Specifications

43
High Performance Trading/Algo Speed with Wombat Design and Implementation Guide
OL-15617-01
Appendix B—Building and Configuring Switches
Focus on your out-of-band (Ethernet) network first. Verify that all of your hosts and switches are
available on the out-of-band network before you bring up the InfiniBand network.
Note Do not try to bring up the cluster using the in-band IPoIB management interfaces.
Break any given cluster into segments or “pods.” Bringing up a “pod” means bringing up all hosts
connected to a leaf switch that is not logically connected to any core switches. This document
describes the bring-up process in more detail below.
Keep things in perspective: this process will probably take longer than you anticipate. This cluster
involves numerous devices and two overlapping networks (in-band and out-of-band). Remember
Murphys Law: if anything can go wrong, it will. Break the process up into smaller milestones and
approach the network one piece at a time.
Installation Task and Timing Overview
The amount of time and man-power required for installation will vary directly with the size of the cluster.
As an example, a 4500+-node cluster took approximately 8 to 10 man-weeks to bring up the InfiniBand
fabric. However, this example was an unusually challenging scenario because of the following factors:
All racks were densely populated, with most using 41 of 42 U of space.
Installation of the leaf switches were done after the racks had been populated with nodes and internal
management cabling, leaving very little free working space.
Leaf switches were forced to be installed in a manner that greatly limited accessibility, both for
switch racking within the rack and for connecting cables.
As a general guideline, 85 percent of the installation time is spent performing tasks associated with cable
management, including the following:
Cable labeling
Connecting all InfiniBand cables to nodes and switches
Debugging and replacing cables throughout the bring-up process
Note Unexpected issues are certain to arise, and installation complexity is certain to grow with the size of a
cluster, regardless of previous experience or expectations.

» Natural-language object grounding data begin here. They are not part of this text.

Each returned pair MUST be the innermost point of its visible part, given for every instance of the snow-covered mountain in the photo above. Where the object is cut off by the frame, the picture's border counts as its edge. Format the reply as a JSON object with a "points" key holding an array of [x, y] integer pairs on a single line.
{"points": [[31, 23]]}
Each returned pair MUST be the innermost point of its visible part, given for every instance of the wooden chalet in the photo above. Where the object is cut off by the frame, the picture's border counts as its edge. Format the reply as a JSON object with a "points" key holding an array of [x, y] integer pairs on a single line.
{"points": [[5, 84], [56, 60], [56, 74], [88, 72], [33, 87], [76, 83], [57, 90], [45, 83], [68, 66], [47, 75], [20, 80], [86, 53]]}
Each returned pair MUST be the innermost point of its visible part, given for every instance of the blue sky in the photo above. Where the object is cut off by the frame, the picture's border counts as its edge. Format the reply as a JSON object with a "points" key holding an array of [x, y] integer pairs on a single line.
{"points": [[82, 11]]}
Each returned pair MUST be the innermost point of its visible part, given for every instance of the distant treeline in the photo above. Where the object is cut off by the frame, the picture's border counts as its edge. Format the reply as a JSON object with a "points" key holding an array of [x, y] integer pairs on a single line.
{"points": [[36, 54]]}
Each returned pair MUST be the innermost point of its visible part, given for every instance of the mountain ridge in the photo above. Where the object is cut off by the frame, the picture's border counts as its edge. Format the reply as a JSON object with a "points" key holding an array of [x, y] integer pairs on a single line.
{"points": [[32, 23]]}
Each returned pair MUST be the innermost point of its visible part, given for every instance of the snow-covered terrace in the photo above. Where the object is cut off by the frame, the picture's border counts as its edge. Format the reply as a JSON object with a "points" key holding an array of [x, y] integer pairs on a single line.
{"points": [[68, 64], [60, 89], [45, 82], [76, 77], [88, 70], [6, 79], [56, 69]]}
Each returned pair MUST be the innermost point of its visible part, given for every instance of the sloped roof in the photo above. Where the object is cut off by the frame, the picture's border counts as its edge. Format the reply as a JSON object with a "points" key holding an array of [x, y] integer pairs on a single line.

The Very First Thing That You Do: Plan
To plan for your cluster bring-up, know everything in Table 11 before you take any action:
Table 11 Planning Requirements
Issue Requirement
Will the fabric be oversubscribed (“blocking) or not
(non-blocking)?
The physical layout of the cluster depends on the
subscription attribute of the fabric, so you must answer this
question before you begin any physical installation.